Arrests made in Ireland, Vietnam over deaths of migrants in truck
Police in Vietnam, said they had detained two persons and summoned others for questioning
DUBLIN: Dublin’s High Court on Friday remanded a 23-yearold man from Northern Ireland, pending possible extradition to Britain, over bodies found in a refrigerated truck near London on October 23.
Police in Vietnam, where many of the victims are thought to have originated, on Friday said they had detained two persons and summoned others for questioning. Police in the English county of Essex, meanwhile, urged two hauliers — identified as Ronan and Christopher Hughes from Northern Ireland — to help in the probe.

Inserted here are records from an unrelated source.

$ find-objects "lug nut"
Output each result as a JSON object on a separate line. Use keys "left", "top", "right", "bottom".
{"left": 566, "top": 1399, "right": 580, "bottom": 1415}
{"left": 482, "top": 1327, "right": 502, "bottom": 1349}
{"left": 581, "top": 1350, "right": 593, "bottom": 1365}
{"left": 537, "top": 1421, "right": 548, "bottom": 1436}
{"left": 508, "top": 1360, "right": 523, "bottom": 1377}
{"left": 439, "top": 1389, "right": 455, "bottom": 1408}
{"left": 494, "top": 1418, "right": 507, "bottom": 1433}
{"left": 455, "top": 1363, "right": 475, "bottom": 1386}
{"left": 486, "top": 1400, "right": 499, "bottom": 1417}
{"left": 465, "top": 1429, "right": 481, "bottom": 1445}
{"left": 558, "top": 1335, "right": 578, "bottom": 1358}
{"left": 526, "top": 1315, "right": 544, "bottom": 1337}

“We urge anyone who has been in contact with them or has any information about where they are to get in contact with us,” said leading Essex detective Dan Stoten.
The alleged driver of the truck, a 25-year-old from Northern Ireland, has already been charged over the deaths. He faces 39 counts of manslaughter as well as human trafficking and immigration offenses.
Identification still awaited
The bodies of eight women and 31 men were found west of London inside a container that had arrived in Britain from Zeebrugge in Belgium. Autopsies have been carried out, but no identities or formal causes of death have been published by British authorities.
On Friday, UK police said they believe all of the victims were Vietnamese nationals.
Vietnamese village awaits news
Families in the Vietnamese rural village of Dien Thinh told Associated Press of fears that two young men — aged 18 and 30 — were among those missing.
Both had last contacted home on October 22. They had lived in France since 2017, and had intended to reach Britain.
One family said it had borrowed the equivalent of $17,500 (€15,700) from a bank to pay for its son, Hoang Van Tiep, to first be smuggled to France. There, he had worked in restaurants, sending money home.
To reach England, the family said it had last month paid an additional i nstallment to traffickers.
Since late October, the family said it had not been asked for the second and final payment.
Some migration ‘legal,’ some not
Truong Cong Suu, the Labor department head in the central Vietnamese district where the village of Dien Thinh is located, said about 1,000 residents took legal routes to work overseas each year — normally via registered hiring agencies.
However, a further 200 to 300 went through illegitimate channels, Suu said.